Le gouverneur de la Banque d'Algérie peut
prédire l'inflation et l'expliquer. Cela tombe bien, la lutte contre la hausse des
prix est devenue la toute première priorité de la Banque d'Algérie en 2011. Les
prix, tous les prix ? Mohamed Laksaci continue de
botter en touche dès qu'il s'agit du coût des transactions dans l'autre système
financier. Celui qu'alimente le dinar noir et qui a enflé en 2011.
« Nous sommes, depuis
l'amendement de la loi sur la monnaie et le crédit en août 2010, légalement
comptables de la maîtrise de l'inflation» a déclaré Mohamed Laksaci
lors d'un séminaire organisé à la «Villa Joly» siège de l'institut d'émission
algérien. Le gouverneur de la
Banque d'Algérie (BA) a montré à cette occasion que la
maîtrise de l'inflation «est devenue l'objectif premier et ultime» poursuivi
par son institution. «Nous avons 3,9% d'inflation en Algérie en 2010. La moyenne
dans la zone Afrique du Nord Moyen-Orient (MENA) à laquelle nous appartenons
était de 6,9% et de 6,2% pour l'ensemble des pays en développement» a rappelé
Mohamed Laksaci pour qualifier de «relativement bonne
tenue» la performance algérienne sur le front de l'inflation. «Beaucoup
d'économistes ont pensé que la croissance rapide des dépenses publiques depuis 2006
allait provoquer un dérapage inflationniste. Ce n'est pas le cas parce que nous
avons une politique suivie de contrôle des excédents de liquidité». La masse
monétaire – connue sous M2- a encore évolué moins vite que les crédits à
l'économie au premier trimestre 2011 (5,5% contre 7,2%). Le gouverneur de la Banque d'Algérie a reconnu
toutefois que la tâche était rendue plus aisée par le fait qu'une partie des
excédents était maintenue hors économie avec notamment les dépôts de Sonatrach ou encore une grande partie du Fonds de
régulation des recettes (FRR) budgétaires. Le séminaire tenu sur le thème de
«l'inflation et de la politique monétaire» a permis la présentation de deux
modèles économétriques produits par la direction des études de la BA. Le premier situe à 62%
l'incidence de la politique monétaire dans l'inflation. L'inflation importée
compte pour 22% dans l'inflation algérienne ce modèle, présenté par M Mansouri, qui repose sur des séries de 10 années. Cette
ventilation de la causalité de l'inflation met en relief l'importance des choix
de politique monétaire dans le contrôle de l'inflation, même si dans le débat
un intervenant a remis en cause les fondamentaux qui définissent le taux de
change réel et donc la part réelle de l'inflation importée dans l'évolution des
prix à la consommation en Algérie. Le second modèle permet une prévision de
court terme «à la première décimale» de l'indice des prix à la consommation (IPC).

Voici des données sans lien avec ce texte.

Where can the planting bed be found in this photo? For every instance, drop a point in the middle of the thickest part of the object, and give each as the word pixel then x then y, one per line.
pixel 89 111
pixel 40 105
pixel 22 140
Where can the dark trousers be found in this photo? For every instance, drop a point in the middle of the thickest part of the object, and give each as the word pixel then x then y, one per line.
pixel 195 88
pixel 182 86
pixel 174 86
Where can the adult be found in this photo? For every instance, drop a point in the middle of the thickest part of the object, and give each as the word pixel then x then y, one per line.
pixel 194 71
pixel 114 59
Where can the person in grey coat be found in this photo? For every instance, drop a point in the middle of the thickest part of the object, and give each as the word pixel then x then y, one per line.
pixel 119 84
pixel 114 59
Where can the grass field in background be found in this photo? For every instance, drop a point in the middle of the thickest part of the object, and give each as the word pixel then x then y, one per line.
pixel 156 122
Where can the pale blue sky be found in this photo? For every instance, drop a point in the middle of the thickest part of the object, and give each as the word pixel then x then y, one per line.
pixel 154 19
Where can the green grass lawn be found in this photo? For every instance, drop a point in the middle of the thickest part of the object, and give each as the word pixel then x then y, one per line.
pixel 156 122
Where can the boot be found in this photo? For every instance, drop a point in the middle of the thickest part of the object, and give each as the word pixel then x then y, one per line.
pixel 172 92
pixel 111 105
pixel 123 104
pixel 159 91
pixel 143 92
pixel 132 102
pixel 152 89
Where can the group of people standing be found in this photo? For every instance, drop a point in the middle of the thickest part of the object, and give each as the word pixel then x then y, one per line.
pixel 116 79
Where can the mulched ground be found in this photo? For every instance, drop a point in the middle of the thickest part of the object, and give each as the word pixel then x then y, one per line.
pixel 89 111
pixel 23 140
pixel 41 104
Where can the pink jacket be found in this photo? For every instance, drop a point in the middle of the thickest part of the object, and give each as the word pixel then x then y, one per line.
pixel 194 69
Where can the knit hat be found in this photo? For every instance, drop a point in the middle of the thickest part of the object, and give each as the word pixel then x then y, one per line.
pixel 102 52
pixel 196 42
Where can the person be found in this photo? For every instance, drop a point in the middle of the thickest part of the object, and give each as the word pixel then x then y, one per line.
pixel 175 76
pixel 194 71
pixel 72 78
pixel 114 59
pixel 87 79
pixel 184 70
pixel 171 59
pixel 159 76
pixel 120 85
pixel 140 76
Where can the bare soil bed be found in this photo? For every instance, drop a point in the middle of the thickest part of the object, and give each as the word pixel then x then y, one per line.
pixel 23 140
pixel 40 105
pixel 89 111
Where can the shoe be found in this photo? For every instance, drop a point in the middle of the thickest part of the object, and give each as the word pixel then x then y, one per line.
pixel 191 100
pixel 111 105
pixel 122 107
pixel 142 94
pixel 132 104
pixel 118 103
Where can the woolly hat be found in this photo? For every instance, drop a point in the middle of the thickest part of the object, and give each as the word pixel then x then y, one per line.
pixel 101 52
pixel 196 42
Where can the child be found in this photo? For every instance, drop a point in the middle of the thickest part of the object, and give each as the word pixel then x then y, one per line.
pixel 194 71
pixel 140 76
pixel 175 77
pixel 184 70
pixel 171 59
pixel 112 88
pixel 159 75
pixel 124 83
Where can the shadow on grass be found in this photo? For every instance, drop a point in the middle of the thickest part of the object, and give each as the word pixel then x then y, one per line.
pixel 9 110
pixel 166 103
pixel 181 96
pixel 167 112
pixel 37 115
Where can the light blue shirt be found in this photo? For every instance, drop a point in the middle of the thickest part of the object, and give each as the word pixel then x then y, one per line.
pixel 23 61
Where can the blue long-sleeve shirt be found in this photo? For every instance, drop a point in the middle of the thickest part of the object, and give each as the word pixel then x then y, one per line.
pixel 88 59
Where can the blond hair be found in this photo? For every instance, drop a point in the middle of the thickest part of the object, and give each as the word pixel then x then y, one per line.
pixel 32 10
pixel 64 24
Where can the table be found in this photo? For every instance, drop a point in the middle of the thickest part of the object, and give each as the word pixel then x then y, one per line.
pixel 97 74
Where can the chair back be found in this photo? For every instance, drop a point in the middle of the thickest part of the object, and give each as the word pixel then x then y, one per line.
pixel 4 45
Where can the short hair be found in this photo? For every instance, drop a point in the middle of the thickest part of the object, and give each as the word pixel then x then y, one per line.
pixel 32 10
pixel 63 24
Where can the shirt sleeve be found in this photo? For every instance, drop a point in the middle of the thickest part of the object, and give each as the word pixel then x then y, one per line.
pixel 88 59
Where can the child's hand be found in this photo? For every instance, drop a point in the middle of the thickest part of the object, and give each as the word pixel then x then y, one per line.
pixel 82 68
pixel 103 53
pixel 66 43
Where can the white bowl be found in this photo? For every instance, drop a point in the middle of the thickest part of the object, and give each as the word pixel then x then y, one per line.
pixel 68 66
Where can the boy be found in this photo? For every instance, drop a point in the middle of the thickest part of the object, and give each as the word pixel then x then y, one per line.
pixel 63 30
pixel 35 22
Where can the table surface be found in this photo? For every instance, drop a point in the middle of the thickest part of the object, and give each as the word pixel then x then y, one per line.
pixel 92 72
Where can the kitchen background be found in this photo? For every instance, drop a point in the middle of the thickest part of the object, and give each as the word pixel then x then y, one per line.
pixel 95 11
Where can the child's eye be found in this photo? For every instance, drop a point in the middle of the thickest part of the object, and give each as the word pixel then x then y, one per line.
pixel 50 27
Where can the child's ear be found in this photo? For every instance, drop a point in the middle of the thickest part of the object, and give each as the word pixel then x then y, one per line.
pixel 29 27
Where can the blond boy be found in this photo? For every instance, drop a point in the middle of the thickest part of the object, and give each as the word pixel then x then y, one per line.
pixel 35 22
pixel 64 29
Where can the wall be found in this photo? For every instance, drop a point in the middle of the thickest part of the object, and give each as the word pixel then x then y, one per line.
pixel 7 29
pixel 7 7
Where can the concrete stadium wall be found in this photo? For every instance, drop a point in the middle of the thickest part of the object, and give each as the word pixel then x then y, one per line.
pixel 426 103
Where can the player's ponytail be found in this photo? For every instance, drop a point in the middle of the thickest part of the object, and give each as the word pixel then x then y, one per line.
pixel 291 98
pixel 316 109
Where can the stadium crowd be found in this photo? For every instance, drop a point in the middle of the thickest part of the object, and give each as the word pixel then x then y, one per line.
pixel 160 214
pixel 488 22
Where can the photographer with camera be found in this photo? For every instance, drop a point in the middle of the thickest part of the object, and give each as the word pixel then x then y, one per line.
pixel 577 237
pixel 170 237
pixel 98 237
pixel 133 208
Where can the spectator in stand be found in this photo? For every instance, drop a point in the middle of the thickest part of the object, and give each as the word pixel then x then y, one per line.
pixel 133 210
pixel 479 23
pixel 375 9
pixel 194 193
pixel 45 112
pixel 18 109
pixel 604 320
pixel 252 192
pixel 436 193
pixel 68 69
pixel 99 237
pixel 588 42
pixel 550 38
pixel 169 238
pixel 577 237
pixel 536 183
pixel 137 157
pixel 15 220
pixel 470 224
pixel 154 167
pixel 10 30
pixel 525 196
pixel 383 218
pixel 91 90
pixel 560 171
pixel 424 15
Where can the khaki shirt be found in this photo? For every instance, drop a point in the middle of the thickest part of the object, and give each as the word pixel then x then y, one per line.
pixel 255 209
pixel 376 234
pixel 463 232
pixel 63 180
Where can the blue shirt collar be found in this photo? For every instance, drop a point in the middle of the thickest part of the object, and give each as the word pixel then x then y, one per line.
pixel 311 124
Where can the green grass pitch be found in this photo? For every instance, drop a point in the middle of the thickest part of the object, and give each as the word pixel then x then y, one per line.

Sa robustesse a été vérifiée. Il permet désormais à la Banque d'Algérie de prédire
l'inflation à venir – sur trois mois – grâce à l'interprétation de l'inflation
passée. La prévision en mars pour avril était quasi identique au chiffre de l'ONS (3,71%). Ce qui a permis à Mohamed Laksaci
d'affirmer que «l'inflation en Algérie est dans le trend de la prévision de 4%
que nous avons établi pour l'année 2011».
Un double système
financier
L'inflation est
donc devenue, de manière formelle, la première variable de l'action de la Banque d'Algérie a
longuement expliqué Mohamed Laksaci. La confection
des deux modèles l'un explicatif, l'autre prévisionnel permet un rattrapage
dans la modélisation des indicateurs de la conjoncture, et de futures
anticipations dans les inflexions de politique monétaire. Au-delà, le séminaire
«inflation et politique monétaire» auquel participaient, entre autres, tous les
directeurs généraux des banques de la place, n'a fait qu'effleurer La question
des arbitrages de la politique monétaire. Un débat s'est toutefois ouvert sur
la pertinence du taux de change réel, considéré par le gouverneur de la Banque d'Algérie comme «la
variable clé» dans le traitement de l'équilibre extérieur de l'Algérie. M. Abderrahim directeur des statistiques a dû rappeler les
fondamentaux universels qui contribuent à sa fixation et qui comportent selon
des pondérations non précisées, le solde budgétaire, le taux démographique, la
balance des paiements, la croissance économique, le prix du pétrole, le degré
d'ouverture de l'économie, et les dépenses budgétaires. «Depuis 2003, 2004 le
FMI a admis que le taux de change réel algérien était à l'équilibre. Ces
experts reviennent de temps à autre à la charge pour qu'il soit ajusté et nous
défendons la pertinence de notre modèle de fixing sur la base du fait que rien
n'est arrivé de majeur qui justifie qu'il soit changé» a expliqué Mohamed Laksaci. La capacité nouvellement acquise de la Banque d'Algérie à prédire
l'évolution de l'IPC a été relativisé dans
l'intervention du professeur El Ghouffi, ancien cadre
à la BA, qui a
évoqué le processus de «désintermédiation financière» en cours et de
l'émergence d'un double «système financier» en Algérie. Une partie croissante
des prix des transactions échappe à l'observation de l'ONS.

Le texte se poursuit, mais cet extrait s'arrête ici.